Сейчас печь источает густой и сытный запах бабушкиной горошницы.
Задвижка дымохода служила отцу хранительницей папирос и одновременно пепельницей. Тайком я как-то попробовал табаку, и меня, задохнувшегося от кашля, стащили с полатей, чтобы выпороть. Вторично это случилось, когда я столкнул кота в квашню с тестом.
Летом печь затапливалась редко: либо просушить избу после дождей, либо в грибную пору. Три дня под теплыми кирпичами, в самом чреве печи сохли в чугунках с песком нанизанные на остроконечные палочки отборные белые грибы.

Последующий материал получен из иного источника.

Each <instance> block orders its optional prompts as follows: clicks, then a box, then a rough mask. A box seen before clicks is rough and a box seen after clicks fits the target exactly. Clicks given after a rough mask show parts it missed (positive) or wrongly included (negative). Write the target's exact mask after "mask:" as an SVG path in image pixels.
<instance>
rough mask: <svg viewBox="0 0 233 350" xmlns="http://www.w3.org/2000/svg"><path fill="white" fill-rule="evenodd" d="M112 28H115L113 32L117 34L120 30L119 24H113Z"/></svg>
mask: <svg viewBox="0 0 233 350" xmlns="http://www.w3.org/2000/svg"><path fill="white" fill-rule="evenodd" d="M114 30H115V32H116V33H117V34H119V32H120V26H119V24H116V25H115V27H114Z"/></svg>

Убаюкивающе тикают старинные ходики. Проснулся и неуверенно стрекнул пожилой сверчок, наш вечный домосед. Я дремотно разглядываю сверху нашу кухню и сидящих, кто где, старух. У каждой, впрочем, свое излюбленное место. Кондратьевна всегда сидит по левую сторону стола, возле окна. Напротив – бабка Калина. Глухая Липа, привалившись спиной к печи, что-то вяжет из распущенной старой кофты. Бабке Лампии больше по душе бабушкин сундук, а в ногах, у порога, не любимая всеми Глазливая. Ну а моя бабушка на одном месте не сидит.
Мой взгляд скользит, не задерживаясь, по привычным сызмала предметам и вещам: засиженной мухами картине «Меншиков в Березове»; деформированному черному кругу громкоговорителя, который, сколько я помню, вещал с простуженной хрипотцой; резной и всегда пустующей полочке с приклеенными ракушками; отрывному календарю – каждый сорванный листок прочитывался отцом вслух; небольшому буфету с треснувшим стеклом; мятому самовару…
Разве мог я тогда подумать, что спустя четверть века буду мучительно восстанавливать в памяти, словно крайне необходимое, все подробности обстановки нашего дома? Многое я бы сейчас отдал, чтобы иметь у себя в современной квартире хоть осколок, кусочек тех вещей, которые были частицей нашего дома!
– О господи! – всплескивает руками Глазливая. – Память-то совсем никудышная. Белье-то у меня все висит, а уж темно… Кабы кто не снял…
Она поднимается, нерешительно переступает у порога, все еще надеясь на предложение остаться. Но все молчат. Решает слово моей бабушки.
– Сымешь белье – приходи есть горошницу.
– Уж и не знаю, приду ли… Ну, я побегла, ненароком кто сымет белье.
Ушла.
– Придет, придет! – хрустнула спиной Кондратьевна. – Знаю я эту ерефелку, не белье ее сманило, к Марье Наумовне, слышала, сын с невесткой приехал. Как же, надо и там побывать! Завсе перебегат из дому в дом туды, сюды, везде тараторит, того да другого перешевернет. Злокоманка этакая!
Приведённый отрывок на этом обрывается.